Тишина слишком громкая.
В прихожей меня ждут стеллажи, целый их ряд тянется вплоть до большой двери. На стеллажах стоят приборы, тиски, навалено инструментов на все случаи жизни. Коробки с гвоздями, пахучие масла, смеси, какая-то краска. Это место, как скунс, источает вонь, пытаясь прогнать меня, оно знает, что я опасен.
Как я успел заметить, выход только один, не считая причала, а окон на первом этаже нет. Хочет бежать — пусть ломает ноги. Иду вперёд. Вокруг следы работы, пусть неопрятной, но интенсивной. На одном столе я нахожу раскрытый журнал, выпущенный задолго до Недоброго Утра. Сальные листы повествуют о выходе в продажу нового автомобиля. Солидная машина напомаженного прошлого.
Справа возникает дверь. За ней целый склад досок, старых, как моя рожа. Не оставил их в покое, пока не убедился, что здесь засранец не спрятался.
Дальше всё сплошь безликое, кроме одного стола. На нём полно кровищи, в том числе и свежей, топор, здоровый нож. Не криминал, если довериться ужасной рыбьей вони. Именно здесь обнаружилось много-много свечей.
Посмотрим, что за дверьми: я толкаю тяжёлые створки и оказываюсь на причале. Он расположен прямо в доме, а потолок является ему навесом. Четыре лодки покачиваются на беспокойной реке, одна из них сильно набралась воды из-за дырявых боков. У стены частично свалены, частично развешены снасти. Здесь есть всё от простой удочки до крепкой сети. Запах сырого гниения особенно нестерпим. Две двери: выбираю ближайшую.
Барак, тёмный и мрачный. Кровати в ряд, точнее, их ржавые остовы, похожие на гротескные скелеты геометрически идеальных чудовищ.

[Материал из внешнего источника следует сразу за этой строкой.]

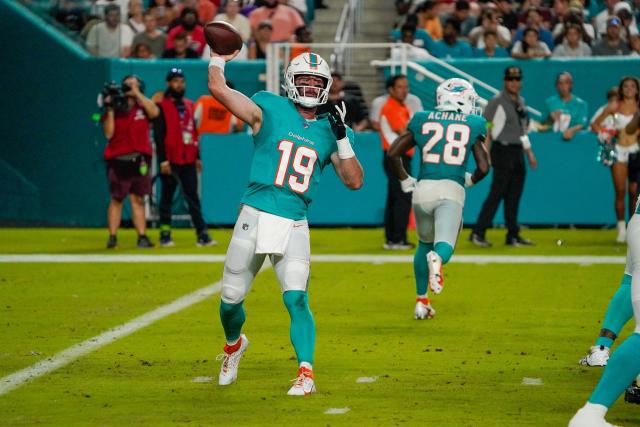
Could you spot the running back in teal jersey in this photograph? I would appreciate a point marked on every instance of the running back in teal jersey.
(290, 154)
(445, 139)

Стены обклеены всевозможными бумагами, которые при ближайшем рассмотрении оказались газетными листами. Мне на глаза попалась статья о бушующей войне и её маленькой жертве: на фотографии маленькая девочка с большим наростом на лбу, который, подобно хоботу, закрывает левый глаз и свисает до подбородка. На шее ещё нарост, но уже какой-то губчатый, кожа на руках сморщенная, словно обгоревшая. Девочка открыла рот, и её зубы торчат редкими пеньками.
Её звали Мария Клавин, ей всего одиннадцать.
За второй дверью оказалась лестница. Не крутая, но довольно страшная, так как часть ступеней уже порушена. Прочие доверия не внушают.
К счастью, мне не всегда нужно ходить. Я просто задрал голову и переместился наверх. Лестница доходит только до второго этажа. Здесь очередная дверь, с красивой ручкой, выкрашенная белой краской. Внизу почернела от того, что её открывают ногой.